For that matter….we might also be lead into not revealing our sex so as to walk in obedience. God wants relationship with all of us. All the time. Yes, we might make mistakes. We are human. No crime. Pick up the cross ✝️ and experience all we were meant to experience. The disciples were told to bring their swords.
Keep your eyes up. Not back. Stand. Witness. And praise God we are here!
Maybe it was BECAUSE “Jesus loved his ladies” that HE (the fully Divine nature! and fully human nature, both) did NOT call them to be his apostles? And, most of all, he loved His mother (as if mothers still matter): because she was most like Himself—in her “fiat.”
But, there is a good side point about the use of “talents”….We are reminded, for example, of the legendary and female amazon archers who cut off their right breasts, such that their arrows could more sharply find their targets. But now females are signaled cut off both breasts, in order to transition more completely! Do we see a pattern here?…
Yes, the answer to actively homosexual priests (not the cover-story “pedophiles”) buggering young men has been a huge disaster, but now to lesbianize the Church (reducing it from sacramental incorporation into Christ, now simplistically to a lady “called in service to Minister to another lady”?) doesn’t cut it, either.

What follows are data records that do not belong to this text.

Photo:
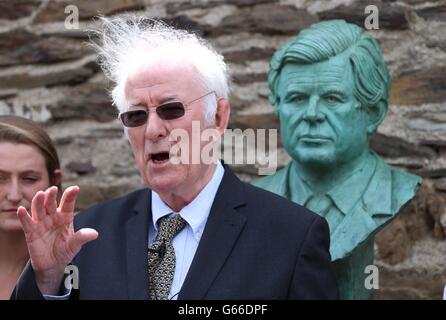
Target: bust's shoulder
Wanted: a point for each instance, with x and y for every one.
(403, 185)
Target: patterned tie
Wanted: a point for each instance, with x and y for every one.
(162, 257)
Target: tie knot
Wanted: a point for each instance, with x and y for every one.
(169, 227)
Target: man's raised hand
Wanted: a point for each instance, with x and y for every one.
(52, 242)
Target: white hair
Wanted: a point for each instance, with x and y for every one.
(128, 43)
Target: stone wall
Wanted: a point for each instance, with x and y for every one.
(49, 75)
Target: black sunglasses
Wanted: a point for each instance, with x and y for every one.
(167, 111)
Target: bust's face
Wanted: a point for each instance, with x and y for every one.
(321, 122)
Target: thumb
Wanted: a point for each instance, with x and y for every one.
(82, 237)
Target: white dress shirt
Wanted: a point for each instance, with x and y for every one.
(186, 242)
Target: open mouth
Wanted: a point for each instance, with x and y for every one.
(160, 157)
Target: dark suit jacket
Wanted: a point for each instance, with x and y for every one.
(256, 245)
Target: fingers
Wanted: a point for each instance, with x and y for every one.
(25, 219)
(50, 202)
(68, 202)
(38, 206)
(82, 237)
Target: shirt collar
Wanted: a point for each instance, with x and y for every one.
(196, 212)
(343, 201)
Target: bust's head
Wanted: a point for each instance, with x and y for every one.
(330, 87)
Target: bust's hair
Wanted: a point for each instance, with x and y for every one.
(20, 130)
(128, 43)
(328, 39)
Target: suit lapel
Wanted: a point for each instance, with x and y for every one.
(136, 227)
(221, 232)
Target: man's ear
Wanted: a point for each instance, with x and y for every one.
(375, 116)
(222, 114)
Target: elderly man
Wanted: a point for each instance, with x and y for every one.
(197, 231)
(330, 87)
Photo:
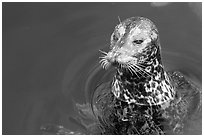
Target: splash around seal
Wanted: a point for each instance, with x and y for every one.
(130, 40)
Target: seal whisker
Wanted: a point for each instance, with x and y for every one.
(103, 52)
(133, 69)
(143, 70)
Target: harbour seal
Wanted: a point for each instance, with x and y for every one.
(142, 98)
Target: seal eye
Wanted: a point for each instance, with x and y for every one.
(137, 41)
(114, 38)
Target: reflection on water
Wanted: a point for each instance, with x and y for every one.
(50, 58)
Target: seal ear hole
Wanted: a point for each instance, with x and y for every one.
(114, 37)
(137, 41)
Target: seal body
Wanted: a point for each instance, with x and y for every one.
(142, 98)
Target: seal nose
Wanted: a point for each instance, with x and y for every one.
(112, 56)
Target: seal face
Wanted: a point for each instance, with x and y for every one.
(135, 52)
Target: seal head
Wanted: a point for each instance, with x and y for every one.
(135, 52)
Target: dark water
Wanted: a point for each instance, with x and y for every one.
(50, 56)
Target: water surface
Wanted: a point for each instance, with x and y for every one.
(50, 56)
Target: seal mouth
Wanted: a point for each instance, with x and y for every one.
(119, 60)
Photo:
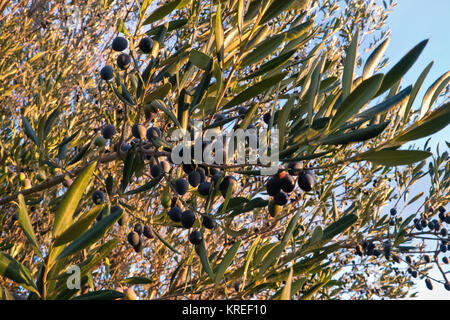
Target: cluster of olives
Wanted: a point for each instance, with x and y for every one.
(282, 184)
(123, 61)
(197, 176)
(135, 239)
(369, 248)
(435, 227)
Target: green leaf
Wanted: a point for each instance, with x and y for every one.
(160, 93)
(385, 106)
(356, 100)
(136, 280)
(49, 123)
(349, 66)
(311, 94)
(270, 65)
(317, 235)
(286, 292)
(200, 249)
(159, 104)
(233, 233)
(436, 121)
(168, 245)
(218, 33)
(282, 120)
(14, 270)
(401, 68)
(432, 93)
(149, 185)
(248, 259)
(202, 87)
(80, 154)
(395, 157)
(275, 9)
(295, 287)
(263, 49)
(355, 136)
(80, 226)
(374, 59)
(28, 129)
(92, 235)
(101, 295)
(165, 10)
(241, 14)
(68, 205)
(298, 31)
(278, 249)
(256, 89)
(226, 261)
(339, 226)
(249, 115)
(199, 59)
(416, 89)
(25, 223)
(129, 167)
(173, 25)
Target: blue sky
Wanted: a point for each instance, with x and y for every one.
(411, 22)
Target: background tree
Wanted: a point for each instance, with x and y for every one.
(67, 134)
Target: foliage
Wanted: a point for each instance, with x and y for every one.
(343, 115)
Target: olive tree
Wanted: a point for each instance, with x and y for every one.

The “pattern”? Must everything be unisexualized under cover of the disordering pronoun thingy? “Keep your eyes up. Not back. Stand. Witness. And praise God we are here!”
“Here?” The new gospel: Entropy is God!
Finally, women can shed their burkas! Well, maybe not.
If rthe church is the bride of Christ then only men can be a priest.
If the current trajectory of societal convolution continues undisturbed per Newton’s laws of motion, we men, who’s roles have all been replaced and/or made completely redundant, have lost our place altogether.
It is interesting that the word “satan” (the accuser), in Latin, is satana, with a feminine suffix.